Closed Almenon closed 3 years ago

Almenon commented 6 years ago
def foo():
    pass # wolf outputs error: File "<string>", line 1

foo()
Almenon commented 6 years ago

it also fails on break

# test program copied from https://www.programiz.com/python-programming/examples/prime-number

num = 407

# take input from the user
# num = int(input("Enter a number: "))

# prime numbers are greater than 1
if num > 1:
   # check for factors
   for i in range(2,num):
       if (num % i) == 0:
           print(num,"is not a prime number")
           print(i,"times",num//i,"is",num)
           break # <- FAILS HERE: File "<string>", line 1
   else:
       print(num,"is a prime number")

# if input number is less than
# or equal to 1, it is not prime
else:
   print(num,"is not a prime number")
Almenon commented 6 years ago

fails on continue too (see previous example, just replace break with continue)

Duroktar commented 6 years ago

Awesome! Okay man, I'm busy for the next bit but I'll have those fixed up soon as I can after.

Hmm, funny that pass and continue break it.. I've got a mighty cryptic regex that should just ignore those keywords..
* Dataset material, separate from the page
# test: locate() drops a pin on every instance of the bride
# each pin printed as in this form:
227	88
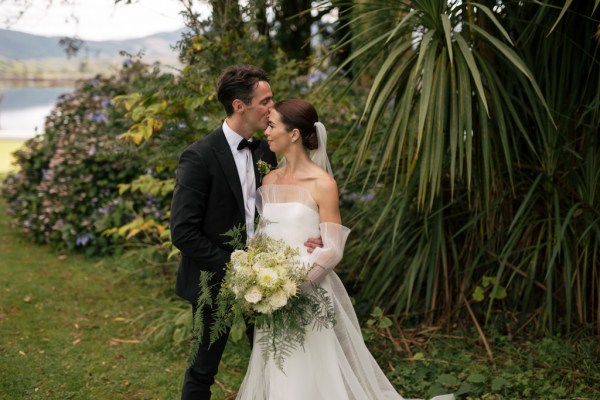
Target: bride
299	200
Anyways, thanks for breaking em up too. Cheers :beers:

Almenon commented 6 years ago

yeah... the regex is so long it times out on regex101 XD

https://regex101.com/r/sf6nAH/15

BTW you can break regex up into multiple lines and add comments, like so:

import re

WOLF_MACROS = re.compile(r"""
\w # we want to capture word because bla bla bla
\d # then number because bla bla bla
""", re.VERBOSE) # verbose ignores comments and whitespace

(Trey Hunner gave a talk to SD python about this recently)

And at some point you probably want to break some of the regex logic out into functions or seperate it out into multiple regexes.